Il libro attrae, talvolta respinge e sempre stupisce, segue un andamento costituito da tappe per luoghi e ruoli ricoperti da Limonov nella sua vita aperta ad ogni esperienza. Lo si conosce dapprima giovane teppista in Ucraina negli anni ’50 e ’60, poi scrittore, sarto ed idolo degli ambienti underground di Mosca nei primi anni '70 e lo si trova poi a Manhattan tra il 1975 e il 1980 frequentatore di eventi del jet-set e dei bassifondi di New York, alcolizzato, disoccupato, omosessuale all'occasione, poeta maudit, ma anche domestico di un miliardario americano. Poi arriva in Francia, dove ottiene successo anche come scrittore, di qui il ritorno in Russia, dopo la breve e discussa stagione nei Balcani a fianco dei miliziani serbi contro i bosniaci (quelli del criminale Karadžić per intenderci). In Russia giunge dopo il crollo dell'Unione sovietica, all’inizio degli anni ’90. Qui, alleato dell’ex campione mondiale di scacchi Gary Kasparov, fonda il Partito fuorilegge Nazional-bolscevico in opposizione a Vladimir Putin. Dal 2001 al 2003 viene incarcerato per associazione a banda armata e trova la sua salvezza nella scrittura e nella meditazione. In carcere scrive infatti 8 libri, fra cui quello che molti riconoscono come il suo capolavoro, Il libro dell'acqua (Alet Edizioni 2004).
Oggi 69enne Eduard Limonov è un uomo libero, ma soggetto a ripetuti arresti a seguito di atti dimostrativi di protesta e in quanto leader del movimento di opposizione «L’Altra Russia.

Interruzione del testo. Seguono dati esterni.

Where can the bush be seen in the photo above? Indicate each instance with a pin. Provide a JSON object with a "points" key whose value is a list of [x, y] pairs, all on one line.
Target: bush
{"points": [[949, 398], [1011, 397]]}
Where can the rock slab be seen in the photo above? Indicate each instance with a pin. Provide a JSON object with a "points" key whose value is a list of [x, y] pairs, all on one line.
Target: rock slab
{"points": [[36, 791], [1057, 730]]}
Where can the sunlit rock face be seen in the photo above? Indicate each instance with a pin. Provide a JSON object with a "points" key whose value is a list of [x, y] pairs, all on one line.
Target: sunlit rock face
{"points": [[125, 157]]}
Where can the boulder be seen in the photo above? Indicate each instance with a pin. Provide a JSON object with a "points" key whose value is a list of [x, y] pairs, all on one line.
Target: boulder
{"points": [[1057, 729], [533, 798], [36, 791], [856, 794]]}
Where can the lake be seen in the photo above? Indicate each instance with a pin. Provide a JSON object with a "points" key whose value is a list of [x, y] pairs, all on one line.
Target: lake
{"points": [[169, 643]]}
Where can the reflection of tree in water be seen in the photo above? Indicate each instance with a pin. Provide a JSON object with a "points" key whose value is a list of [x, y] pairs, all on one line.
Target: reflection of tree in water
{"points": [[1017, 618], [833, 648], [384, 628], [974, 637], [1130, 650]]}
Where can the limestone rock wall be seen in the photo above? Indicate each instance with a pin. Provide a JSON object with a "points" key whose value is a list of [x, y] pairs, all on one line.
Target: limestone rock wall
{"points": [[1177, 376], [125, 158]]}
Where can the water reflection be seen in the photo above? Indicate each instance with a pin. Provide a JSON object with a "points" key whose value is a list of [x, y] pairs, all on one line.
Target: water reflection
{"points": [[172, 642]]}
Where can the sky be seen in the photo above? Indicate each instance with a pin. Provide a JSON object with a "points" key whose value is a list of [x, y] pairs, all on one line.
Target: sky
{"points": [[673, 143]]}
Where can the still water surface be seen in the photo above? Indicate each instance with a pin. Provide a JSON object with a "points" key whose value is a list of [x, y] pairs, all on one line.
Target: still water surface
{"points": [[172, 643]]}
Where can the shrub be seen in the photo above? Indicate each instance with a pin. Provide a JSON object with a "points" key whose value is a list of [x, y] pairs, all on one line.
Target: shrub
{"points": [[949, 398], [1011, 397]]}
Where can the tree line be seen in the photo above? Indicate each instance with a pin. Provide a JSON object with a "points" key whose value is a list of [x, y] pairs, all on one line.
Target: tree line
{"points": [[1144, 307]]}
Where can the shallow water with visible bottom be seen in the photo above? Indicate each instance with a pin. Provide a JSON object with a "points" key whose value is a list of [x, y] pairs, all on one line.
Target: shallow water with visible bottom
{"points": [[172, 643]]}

Scrittore di culto ed idolo dei quei giovani che non si riconoscono nella Russia di Putin, Limonov ha al suo attivo oltre una ventina di libri tra romanzi, poesie, scritti teatrali tradotti in molte lingue.

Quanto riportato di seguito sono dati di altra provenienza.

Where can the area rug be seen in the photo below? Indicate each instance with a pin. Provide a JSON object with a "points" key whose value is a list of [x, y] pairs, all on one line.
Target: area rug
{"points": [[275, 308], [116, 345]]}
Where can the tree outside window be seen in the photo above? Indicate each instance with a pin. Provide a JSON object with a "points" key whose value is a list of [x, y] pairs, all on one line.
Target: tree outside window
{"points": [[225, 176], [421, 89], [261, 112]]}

Carrère conosce personalmente Limonov, lo incontra, lo intervista, raccoglie le sue memorie e le testimonianze di chi lo ha conosciuto, legge i suoi libri (tutti autobiografici) e ricostruisce la sua incredibile vicenda pubblica e politica con uno sguardo imparziale. Non è facile essere senza riserve se si pensa ad esempio al protagonista quando impugna le armi e fa il cecchino durante il lungo assedio di Sarajevo. Il fatto che si tratti della reale storia di una persona e non la vicenda romanzata di un personaggio inventato, accresce l'interesse e la disponibilità a conoscere, se non comprendere, la sua storia.
«Perché vuole scrivere un libro su di me?» Sono colto di sorpresa ma rispondo con sincerità: perché lei ha — o ha avuto, non ricordo più il tempo che ho usato — una vita appassionante. Una vita romanzesca, pericolosa, una vita che ha accettato il rischio di calarsi nella storia. E a questo punto Eduard dice qualcosa che mi lascia di sasso. Con la sua risatina brusca, senza guardarmi: «Già una vita di merda». p. 353
All'incontro del Festivaletteratura Carrère ci racconta dell'approccio che occorre tenere nella lettura di questo libro: «Il faut essayer de voir le monde à travers les lunettes de Limonov» («Bisogna cercare di guardare il mondo attraverso gli occhiali di Limonov».) Riuscire a guardare la realtà con quegli occhi è rendere giustizia a Limonov — aggiunge ancora Carrère — ed io ci ho provato.
Perché leggere Limonov quindi? Perchè è un libro che fa vedere il mondo da un altro punto di vista, seduce e disgusta, attrae e respinge e inevitabilmente coinvolge.